Whew… okay… rage finally subsiding… did I just channel Donald there??? Well, at least Amazon got the preorder right.
Brad: In Dead Space 4, you’ll throw CDs at your enemies because music is a weapon! A wise man once told me that.
M. Rambler: I gotta say, music is my Weapon of Choice. The world needs more Walken like it needs more cowbell.
GlowPuff: If they are Justin Bieber CDs, I’m down with it. Hey, who is that curled up in the corner of the room in the fetal position? Oh, it’s… Donald?

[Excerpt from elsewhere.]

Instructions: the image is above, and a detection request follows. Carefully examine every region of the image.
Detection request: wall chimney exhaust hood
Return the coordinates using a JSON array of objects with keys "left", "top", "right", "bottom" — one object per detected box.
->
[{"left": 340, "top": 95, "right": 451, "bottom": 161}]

Donald: IZ okhay guys, Iz gut my FRIEND CAPIN morGAN here to make it ALLLLLLLLLLLL bedder. Wyz this room so spinny? Did you guz build me a carnivial? that is sooooo nice of you. I love you guys! I mean it. yur like my bros. I ganna vomit.
Summary: Nintendo of Europe is blocking everyone from 18+ content on the Wii U eShop during daylight hours. If you are an adult and want to access age appropriate content, you will have to do so between 11:00 pm and 3:00 am.
Donald: Way to go Nintendo. I am pretty sure Sony and Microsoft are keeping their eye on how you are running your online services. It’s a giant laundry list of how to never run an online service.
Nintendo: What’s an online service?
M. Rambler: We’ll tell you, but first you have to remind everyone what a Wii U is.
Nintendo: It’s a gaming and media content restricting device.
M. Rambler: Well, an online service is where all adult males go to view porn, so good luck with that content restricting device of yours.
Brad: 11pm to 3am isn’t just an inconvenient time, its downright strange. And quite frankly, I think you’re more likely to find a teenager up at those late hours that you would an old guy like me. I’m usually in bed by midnight most nights, and that last hour is a little something I like to call Cake Battle Hour, so this is generally not a period I spent cruising online for new games to play. I almost wonder if this wasn’t actually some kind of bizarre glitch with the Wii U’s online shop that they’re now trying to pass off as an intentional parental control.
GlowPuff: Ya, those hours are no good for me, either. That’s usually the time frame I’m ordering a cab for the DTF girl I brought home.
Donald: Do cabbies get mad when you put real dolls in the backseat of their cars?
Summary: And the award for the most stunningly worthless infographic of the week goes to… this pile of crap about technology giants and their watercraft.
Brad: I, uh… don’t think that’s how naval combat works. The fact that the most successful of these companies seems to have brought a tugboat to a warship fight only drives the point home.
Donald: So this infographic is stupid. I have used the Apple Maps app. There is no way Apple could sail their ship to the map island. They would most likely end up running into the Netscape Navigator light house.
M. Rambler: That graphic was silly, it didn’t tell anyone that reads Wired anything they didn’t already know. I’m so annoyed right now that I’m going to set sail for more comforting waters… Borderlands 2 ho!!